A friend at work simplified it in one fell-swoop. “It’s because cannibalism is the ultimate taboo.” I think that is true to a certain extent, but it doesn’t explain all of it.
Last week, we started our discussion by working on a definition of spirituality, what does it mean to be spiritual? We also talked about soul and afterlife. This matters because the philosophical essay we'd just read was about the "Badness of Undeath." Meaning, why is being dead better than being undead. Obviously, if you believe in heaven, you want to be there, enjoying your death in a new pleasant form of existence.

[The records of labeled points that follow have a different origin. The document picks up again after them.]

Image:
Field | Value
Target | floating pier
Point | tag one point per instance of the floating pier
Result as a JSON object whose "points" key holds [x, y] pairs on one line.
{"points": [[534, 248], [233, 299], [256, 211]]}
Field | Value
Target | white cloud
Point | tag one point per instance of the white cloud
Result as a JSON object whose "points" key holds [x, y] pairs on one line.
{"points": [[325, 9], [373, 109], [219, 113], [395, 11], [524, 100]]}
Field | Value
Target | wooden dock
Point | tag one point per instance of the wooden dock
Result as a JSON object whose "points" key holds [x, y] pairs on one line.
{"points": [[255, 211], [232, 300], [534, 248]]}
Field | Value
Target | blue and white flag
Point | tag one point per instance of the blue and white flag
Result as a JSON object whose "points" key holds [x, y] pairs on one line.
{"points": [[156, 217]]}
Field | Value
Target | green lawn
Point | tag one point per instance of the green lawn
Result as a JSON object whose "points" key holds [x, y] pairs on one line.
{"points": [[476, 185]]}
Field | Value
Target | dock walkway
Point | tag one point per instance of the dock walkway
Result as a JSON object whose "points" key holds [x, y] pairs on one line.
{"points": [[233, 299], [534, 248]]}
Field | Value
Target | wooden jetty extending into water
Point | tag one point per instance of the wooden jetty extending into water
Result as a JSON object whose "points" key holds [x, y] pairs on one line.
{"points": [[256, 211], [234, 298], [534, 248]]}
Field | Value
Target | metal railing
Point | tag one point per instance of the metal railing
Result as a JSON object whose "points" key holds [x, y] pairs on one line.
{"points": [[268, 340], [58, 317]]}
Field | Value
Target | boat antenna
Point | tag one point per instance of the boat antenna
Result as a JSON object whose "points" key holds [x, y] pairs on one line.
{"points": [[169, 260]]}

Being undead means that you are just back here again as this unthinking, falling apart, rotting body that shambles around trying to eat people.
There are a lot of theological problems associated with becoming undead.
We also explored the idea that zombies function in two ways: as metaphor and as plot device to advance a message. Metaphor = science gone wrong. Plot device for we can’t trust the government not to kill or damage us with their chemicals, vaccines etc. therefore government = bad.
I think our fascination points to things even bigger. Fear of death, uncertainty of afterlife, ambiguous messages about soul, refusal to think for ourselves about these things, the idea that it doesn't matter what I've done or been in this life I might still be a brain-eating zombie. I don’t know for sure, but I know that it leads to me to think about things worse than death, and the poem by Sharon Olds Things That Are Worse Than Death
If you can't think of anything, ask the next zombie or vampire you meet.